どーも、社会のみなさんに生かされているグズです。

今年のアンパンマンの映画がばいきんまん無双で面白い!大人も観るべき!という意見に乗せられ、まともな大人ではない僕も1300円で映画が観られる毎月ついたちはトーホーシネマズファーストデイに観に行ったわけです。

毎年ドラえもん映画とクレヨンしんちゃん映画を観ている僕もさすがにアンパンマン映画を劇場で観るのははじめて。ガチのお子さん向けの映画は劇場が暗くならんのやね。人生は発見の連続。


今作のあらすじを簡単に説明すると、ばいきんまんが絵本の世界に住んでいる妖精ルルンからのSOSにより呼び出され、自慢のマシンも持たず裸一貫で、生命エネルギーを吸い取る「すいとるゾウ」という怪物を倒すため創意工夫でゼロから文明を発展させてやるぜ!といもので、マジでばいきんまんのDr.STONEのカセキばりの有能さは必見です。有能というか、なんかすごすぎてちょっと引きました。なんでも手作業の時代でも大工道具を作る職人とからくりを作る職人は別の人だったと思うんですけど…。さらっと1500℃出せる溶鉱炉作るな!


しかしまあ、ルルンがグズなんですよ。

クズじゃないです、グズです。

別にアンチではないしルルンを貶したいわけではないんです、むしろルルンがグズだからこそ僕はたくさん考えさせられた。


ルルンは空も飛べないし、弱虫だし、ばいきんまんの作業中も余計なことをして邪魔するんです。

すぐ「ルルンにはできないよ」「無理だよ」「ばいきんまんがやってよ」って弱音ばっかり吐くんです。
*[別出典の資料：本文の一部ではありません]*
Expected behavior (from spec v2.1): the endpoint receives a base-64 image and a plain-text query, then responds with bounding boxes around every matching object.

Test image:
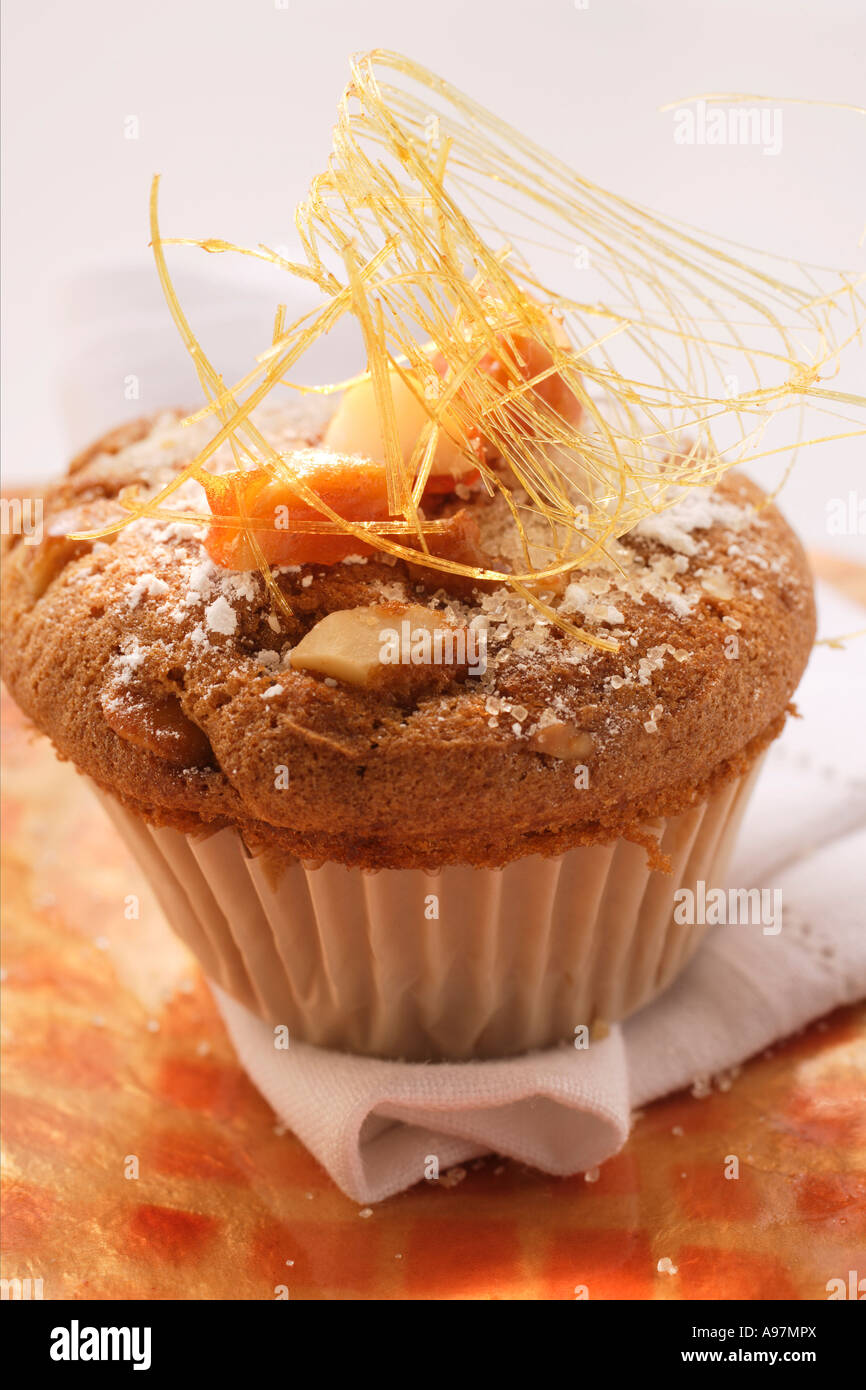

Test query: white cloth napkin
[214,585,866,1202]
僕か?または、僕たちか?


それをばいきんまんはいちいち叱ってくれるわけ。

「無理じゃない!」「できるまでやるんだ!」「お前がやれ!」

これだけ聞くとブラック企業の上司みたいでしょ?

でも、助けに来たのがアンパンマンだったら、ルルンは何もしないままこの映画終わったと思うんだよね。


僕が印象に残ったシーンは、ばいきんまんが大きな木の上に登ろうとしたとき、ルルンは「エレベーターをつかえばらくちんだよ」って言って2人でエレベーターにのるところ。
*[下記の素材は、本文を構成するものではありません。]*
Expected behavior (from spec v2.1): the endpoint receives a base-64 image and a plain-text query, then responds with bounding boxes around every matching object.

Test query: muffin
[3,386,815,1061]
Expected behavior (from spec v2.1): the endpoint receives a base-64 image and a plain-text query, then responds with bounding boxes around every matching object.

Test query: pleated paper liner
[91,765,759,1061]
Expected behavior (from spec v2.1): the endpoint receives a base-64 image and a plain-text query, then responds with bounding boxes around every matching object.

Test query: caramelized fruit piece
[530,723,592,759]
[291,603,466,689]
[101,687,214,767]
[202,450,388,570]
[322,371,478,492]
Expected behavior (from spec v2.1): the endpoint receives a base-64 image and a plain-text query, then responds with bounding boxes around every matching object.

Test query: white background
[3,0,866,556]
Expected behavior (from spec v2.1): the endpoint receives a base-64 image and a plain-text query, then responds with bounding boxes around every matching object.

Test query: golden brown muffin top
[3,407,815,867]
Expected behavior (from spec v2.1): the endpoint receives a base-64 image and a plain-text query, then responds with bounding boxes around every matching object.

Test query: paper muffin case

こりゃらくちんだ〜って途中まで上がるんだけど、エレベーターは途中で壊れちゃって、ばいきんまんはまた自分の体で木に登っていく。

ルルンは「無理だよ登れないよ〜!」って泣きながら登る。

ここで、アンパンマンだったらルルンは木に登れないまま、なんならエレベーター乗る以前にアンパンマンに乗せてもらって上まで行くことになるんだよなあ、と思った。


同時に、これって俺たちみたいなグズと、その尻を叩いてくれる上の世代の人たちじゃん…ってなって、そっから映画を見る視点がグズ視点になってしまった。

今作は基本的にルルンがグズグズ言って、それをばいきんまんがブチギレながらもなんやかんややっていくって話で、それってたぶんちょっと前の社会と同じなんじゃないかと思った。


ていうか、人間はみんな基本的にルルンなんだよ。俺の勘違いじゃなければ。勘違いだった場合は俺だけがグズ。

今はさ、「その人ができる仕事を」「得意なことをやればいい」みたいな社会になりつつあって、まあそれがほんとうにできればいいんだけど、みんなルルンなんだからばいきんまんみたいにマシンつくれないし、アンパンマンみたいに人を助けられやんのや。

ごく一部のアンパンマンたちの背中に乗って、ばいきんまんの作ったエレベーターに乗ってグズたちが生きていく社会は、立ち行かないんじゃね〜のか?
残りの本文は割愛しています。